Final answer:
The present value of a $3,000 bond with a discount rate of 8% is equal to its face value, meaning no discount. However, if the discount rate is 11%, the present value is $2846.87, resulting in a discount of $153.13 at issuance.
Step-by-step explanation:
To calculate the present value of the bond when the discount rate is 8%, we need to discount the bond's future cash flows to their present values using the 8% rate. The bond pays $240 in interest at the end of the first year and $240 in interest plus the $3,000 principal at the end of the second year.

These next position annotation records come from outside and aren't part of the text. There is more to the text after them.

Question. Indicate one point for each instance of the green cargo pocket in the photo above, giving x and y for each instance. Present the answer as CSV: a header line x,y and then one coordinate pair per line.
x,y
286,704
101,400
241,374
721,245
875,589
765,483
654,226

For the first year: Present Value of Interest = $240 / (1 + 0.08) = $240 / 1.08 = $222.22
For the second year: Present Value of Interest + Principal = ($240 + $3,000) / (1 + 0.08)^2 = $3240 / 1.1664 = $2777.78
Summing up these two present values gives us the bond's present value at the 8% discount rate:
Present Value = $222.22 + $2777.78 = $3000
There is no discount at this rate since the bond's present value is equal to its face value.
Now, if the discount rate rises to 11%, the calculations change accordingly:
For the first year: Present Value of Interest = $240 / (1 + 0.11) = $240 / 1.11 = $216.22
For the second year: Present Value of Interest + Principal = ($240 + $3,000) / (1 + 0.11)^2 = $3240 / 1.2321 = $2630.65
Therefore, the present value at an 11% discount rate is:
Present Value = $216.22 + $2630.65 = $2846.87
Since the face value of the bond is $3,000, the bond is issued at a discount of $3,000 - $2846.87 = $153.13.
The finally, considering the mentioned change in interest rates, one would expect to pay less than the face value for the bond due to increased market interest rates, hence a higher discount rate leading to a lower present value.